OpenAI and Broadcom Unveil Jalapeño, a Custom AI Chip 50% Cheaper Than GPUs

iEXExchanger
OpenAI and Broadcom Unveil Jalapeño, a Custom AI Chip 50% Cheaper Than GPUs

OpenAI and Broadcom unveiled Jalapeño, an inference accelerator costing half as much to run as typical AI GPUs, developed in a record nine months using OpenAI's own models.

For years, every ChatGPT response came at a steep hardware cost — OpenAI's bills to Nvidia for server time ran into the billions. Today the company moved to change that equation. Together with Broadcom, it unveiled Jalapeño: its first purpose-built AI chip.

Jalapeño is an inference accelerator, meaning it handles serving responses to users rather than training models from scratch. That distinction matters for the bottom line. Early testing puts its operating cost at roughly half that of typical AI GPUs, with performance-per-watt metrics that outpace current state-of-the-art alternatives.

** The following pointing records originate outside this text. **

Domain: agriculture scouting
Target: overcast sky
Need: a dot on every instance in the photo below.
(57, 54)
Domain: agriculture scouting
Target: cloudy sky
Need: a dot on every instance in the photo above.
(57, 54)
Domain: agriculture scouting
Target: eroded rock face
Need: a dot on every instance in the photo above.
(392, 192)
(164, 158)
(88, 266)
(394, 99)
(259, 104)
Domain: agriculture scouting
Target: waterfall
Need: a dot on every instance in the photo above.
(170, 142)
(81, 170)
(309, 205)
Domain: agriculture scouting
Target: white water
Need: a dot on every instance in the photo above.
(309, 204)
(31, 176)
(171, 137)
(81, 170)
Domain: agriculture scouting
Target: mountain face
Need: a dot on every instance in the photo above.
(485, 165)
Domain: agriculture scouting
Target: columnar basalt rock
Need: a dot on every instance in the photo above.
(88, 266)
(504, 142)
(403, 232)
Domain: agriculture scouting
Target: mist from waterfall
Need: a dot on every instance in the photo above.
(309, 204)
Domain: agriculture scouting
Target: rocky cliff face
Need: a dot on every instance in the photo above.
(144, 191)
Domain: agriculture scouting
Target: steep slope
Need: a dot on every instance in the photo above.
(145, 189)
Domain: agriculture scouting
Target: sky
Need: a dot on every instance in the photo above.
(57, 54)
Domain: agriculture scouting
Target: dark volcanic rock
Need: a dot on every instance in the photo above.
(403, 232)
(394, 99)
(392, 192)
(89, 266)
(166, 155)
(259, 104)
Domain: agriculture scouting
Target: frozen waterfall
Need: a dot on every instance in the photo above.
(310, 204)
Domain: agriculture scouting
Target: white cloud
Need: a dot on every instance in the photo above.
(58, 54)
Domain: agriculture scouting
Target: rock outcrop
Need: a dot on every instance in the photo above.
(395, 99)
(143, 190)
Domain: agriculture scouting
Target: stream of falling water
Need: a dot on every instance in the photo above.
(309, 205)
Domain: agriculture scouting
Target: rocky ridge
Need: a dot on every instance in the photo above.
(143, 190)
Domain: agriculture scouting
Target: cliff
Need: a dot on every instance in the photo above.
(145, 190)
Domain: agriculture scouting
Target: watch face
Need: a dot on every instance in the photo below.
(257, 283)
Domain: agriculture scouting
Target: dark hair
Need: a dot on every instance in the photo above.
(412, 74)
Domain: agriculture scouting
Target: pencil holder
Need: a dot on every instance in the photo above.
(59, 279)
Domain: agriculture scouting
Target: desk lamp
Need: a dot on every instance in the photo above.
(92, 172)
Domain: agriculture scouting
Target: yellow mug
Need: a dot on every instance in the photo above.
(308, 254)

The development timeline stands out. From initial design to manufacturing tape-out took nine months — reportedly the fastest advanced ASIC development cycle ever recorded in high-performance semiconductors. OpenAI accelerated the work by using its own models to handle parts of the engineering process, a genuinely recursive move that compressed what traditionally takes years into under a year.

First silicon samples are now in OpenAI's hands for testing, with customer-serving deployment targeted for late 2026 and full-scale rollout in the first half of 2028.

For Nvidia, this is a clear warning sign. OpenAI was among its biggest Blackwell customers. Microsoft, Google, and Amazon built their own chips years ago, and now the company behind the world's most-used AI assistant is doing the same. Jalapeño probably won't replace Nvidia entirely in OpenAI's data centers — but it gives the company real leverage at the negotiating table. That's the kind of leverage it has never had before.

Questions and answers

Frequently asked questions about this article

What is the Jalapeño chip and who developed it?

Jalapeño is OpenAI's first custom AI chip, co-developed with Broadcom. It's an inference accelerator designed to serve user queries faster and more cheaply, rather than to train language models.

How much cheaper is Jalapeño compared to regular GPUs?

Early testing shows Jalapeño costs roughly 50% less to operate than typical AI GPUs. The chip also delivers better performance per watt than current leading alternatives.

When will OpenAI start using Jalapeño in production?

First chip samples are currently being tested. OpenAI plans to begin serving real user queries on Jalapeño by late 2026, with full-scale deployment in the first half of 2028.

What does this mean for Nvidia?

OpenAI was among Nvidia's biggest Blackwell customers. A proprietary chip shifts OpenAI's negotiating leverage at procurement time and reduces its dependence on a single compute supplier.